O ministro Alexandre de Moraes, do Supremo Tribunal Federal (STF), sinalizou ao deputado federal Paulinho da Força (Solidariedade-SP), relator do projeto da Lei da Dosimetria na Câmara, que pretende pedir a inclusão do julgamento sobre a validade do projeto aprovado pelo Congresso na pauta de agosto da Corte.

Em troca de mensagens, o parlamentar afirmou ter ouvido do magistrado que, devido à quantidade de processos já pautados para esta semana, não seria possível pedir que o julgamento fosse feito agora. Com o recesso de julho, as sessões da Corte serão retomadas apenas em agosto. Os prazos processuais ficam suspensos a partir da próxima quinta-feira (2/7).

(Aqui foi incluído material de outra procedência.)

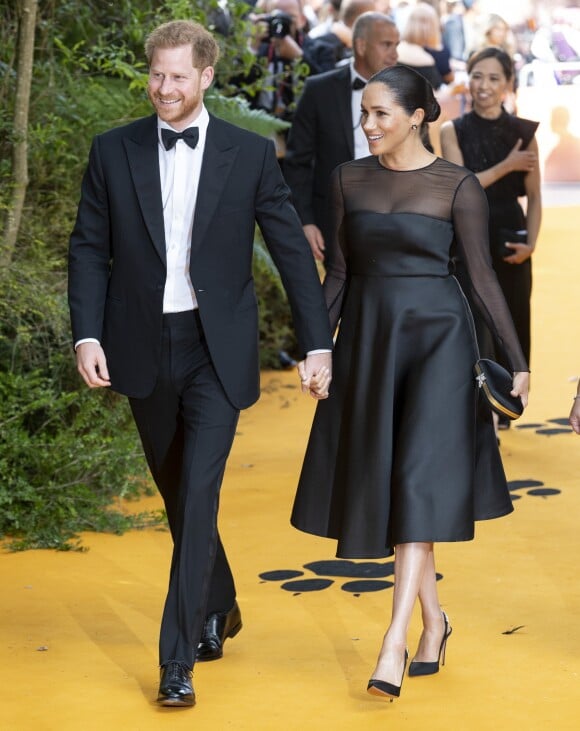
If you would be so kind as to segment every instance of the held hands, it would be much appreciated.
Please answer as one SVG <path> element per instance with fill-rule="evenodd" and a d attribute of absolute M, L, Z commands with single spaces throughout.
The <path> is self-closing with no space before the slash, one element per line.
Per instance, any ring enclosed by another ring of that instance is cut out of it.
<path fill-rule="evenodd" d="M 111 385 L 105 351 L 99 343 L 81 343 L 77 347 L 77 369 L 89 388 Z"/>
<path fill-rule="evenodd" d="M 538 156 L 530 150 L 522 150 L 523 140 L 520 138 L 513 146 L 505 161 L 511 172 L 529 173 L 538 164 Z"/>
<path fill-rule="evenodd" d="M 519 396 L 524 409 L 528 405 L 528 391 L 530 390 L 530 374 L 528 371 L 516 371 L 513 378 L 512 396 Z"/>
<path fill-rule="evenodd" d="M 332 353 L 307 355 L 306 360 L 298 363 L 298 375 L 302 393 L 308 393 L 317 400 L 328 398 L 332 380 Z"/>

O procurador-geral da República, Paulo Gonet, se manifestou semana passada contra a suspensão cautelar da Lei da Dosimetria. A norma reduz penas e facilita a progressão de regime para condenados por crimes contra o Estado Democrático de Direito e por atos antidemocráticos, como os de 8 de janeiro de 2023.

O texto também beneficia condenados por participação na trama golpista, entre eles o ex-presidente Jair Bolsonaro (PL).

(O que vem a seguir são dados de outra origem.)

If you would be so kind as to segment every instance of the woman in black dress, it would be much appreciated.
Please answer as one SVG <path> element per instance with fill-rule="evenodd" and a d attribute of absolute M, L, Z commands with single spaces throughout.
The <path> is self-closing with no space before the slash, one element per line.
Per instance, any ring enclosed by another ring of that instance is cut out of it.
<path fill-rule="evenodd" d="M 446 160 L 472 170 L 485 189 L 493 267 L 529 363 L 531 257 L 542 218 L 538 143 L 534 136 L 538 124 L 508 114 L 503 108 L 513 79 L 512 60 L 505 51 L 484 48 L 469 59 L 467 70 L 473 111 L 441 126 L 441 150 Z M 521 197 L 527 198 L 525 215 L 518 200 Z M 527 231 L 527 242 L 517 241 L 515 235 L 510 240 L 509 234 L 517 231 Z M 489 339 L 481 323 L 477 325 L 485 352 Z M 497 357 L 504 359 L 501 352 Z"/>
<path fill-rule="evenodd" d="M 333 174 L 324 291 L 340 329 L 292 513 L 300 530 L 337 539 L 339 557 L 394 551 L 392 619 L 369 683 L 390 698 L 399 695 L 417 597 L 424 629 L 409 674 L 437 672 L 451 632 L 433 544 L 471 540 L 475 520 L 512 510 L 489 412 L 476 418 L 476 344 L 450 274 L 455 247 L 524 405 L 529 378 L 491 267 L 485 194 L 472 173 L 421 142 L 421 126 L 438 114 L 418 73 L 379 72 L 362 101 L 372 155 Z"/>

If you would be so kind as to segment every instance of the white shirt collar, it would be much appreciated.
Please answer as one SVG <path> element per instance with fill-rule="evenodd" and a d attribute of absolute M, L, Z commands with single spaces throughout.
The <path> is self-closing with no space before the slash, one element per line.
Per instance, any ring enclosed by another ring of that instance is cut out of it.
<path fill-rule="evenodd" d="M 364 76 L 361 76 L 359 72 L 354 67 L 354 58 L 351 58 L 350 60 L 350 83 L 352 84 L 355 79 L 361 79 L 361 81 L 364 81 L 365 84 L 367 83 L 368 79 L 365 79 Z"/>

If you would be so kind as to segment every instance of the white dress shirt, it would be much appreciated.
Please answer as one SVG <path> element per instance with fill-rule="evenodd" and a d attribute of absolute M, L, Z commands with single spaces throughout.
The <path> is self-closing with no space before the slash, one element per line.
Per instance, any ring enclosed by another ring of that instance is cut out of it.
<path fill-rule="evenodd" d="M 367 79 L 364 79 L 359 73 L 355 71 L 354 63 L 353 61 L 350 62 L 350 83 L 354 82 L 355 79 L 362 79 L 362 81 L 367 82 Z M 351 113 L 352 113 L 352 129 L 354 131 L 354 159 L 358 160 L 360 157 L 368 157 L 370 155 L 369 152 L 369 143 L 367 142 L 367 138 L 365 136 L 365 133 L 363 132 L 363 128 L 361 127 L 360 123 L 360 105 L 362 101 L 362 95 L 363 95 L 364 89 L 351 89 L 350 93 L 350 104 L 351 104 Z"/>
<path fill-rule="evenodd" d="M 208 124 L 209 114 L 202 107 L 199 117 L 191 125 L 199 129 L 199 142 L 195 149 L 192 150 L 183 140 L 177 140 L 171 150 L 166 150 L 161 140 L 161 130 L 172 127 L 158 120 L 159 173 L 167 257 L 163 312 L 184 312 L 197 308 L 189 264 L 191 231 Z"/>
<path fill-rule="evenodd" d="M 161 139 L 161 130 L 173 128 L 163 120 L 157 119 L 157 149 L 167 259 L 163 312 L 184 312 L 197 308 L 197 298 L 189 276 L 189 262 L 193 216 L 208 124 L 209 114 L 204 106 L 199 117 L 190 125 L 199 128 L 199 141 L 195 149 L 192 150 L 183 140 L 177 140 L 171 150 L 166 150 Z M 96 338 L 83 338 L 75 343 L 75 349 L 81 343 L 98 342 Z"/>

O parecer de Gonet responde a quatro Ações Diretas de Inconstitucionalidade (ADIs 7.966, 7.967, 7.968 e 7.969), apresentadas por entidades como a Associação Brasileira de Imprensa (ABI) e pelos partidos PSol, Rede, PDT e PT.

Após a manifestação da PGR, Paulinho afirmou à coluna acreditar que o STF validará a norma.

“Eu tinha quase certeza que a PGR ia nos dar constitucionalidade ao projeto e agora estou muito confiante que o Supremo vai reconhecer a constitucionalidade e as pessoas vão poder ir para suas casas, aqueles que estão presos”, declarou na semana passada.

Suspensão da lei

Em maio, Alexandre de Moraes determinou a suspensão da aplicação da Lei da Dosimetria, um dia após a promulgação do texto pelo presidente do Senado, Davi Alcolumbre (União-AP).

O projeto havia sido vetado integralmente pelo presidente Luiz Inácio Lula da Silva (PT) em 8 de janeiro deste ano. Em 30 de abril, porém, o veto foi derrubado em sessão do Congresso Nacional.

A legislação alterou regras para o cálculo de penas e a progressão de regime. Logo após a promulgação, defesas de condenados pelos atos de 8 de janeiro e pela trama golpista apresentaram ao STF pedidos de revisão de pena.

No entanto, diante das ações diretas de inconstitucionalidade contra a norma, Moraes suspendeu sua aplicação para que a Corte julgue sua validade antes de analisar eventuais reduções de pena.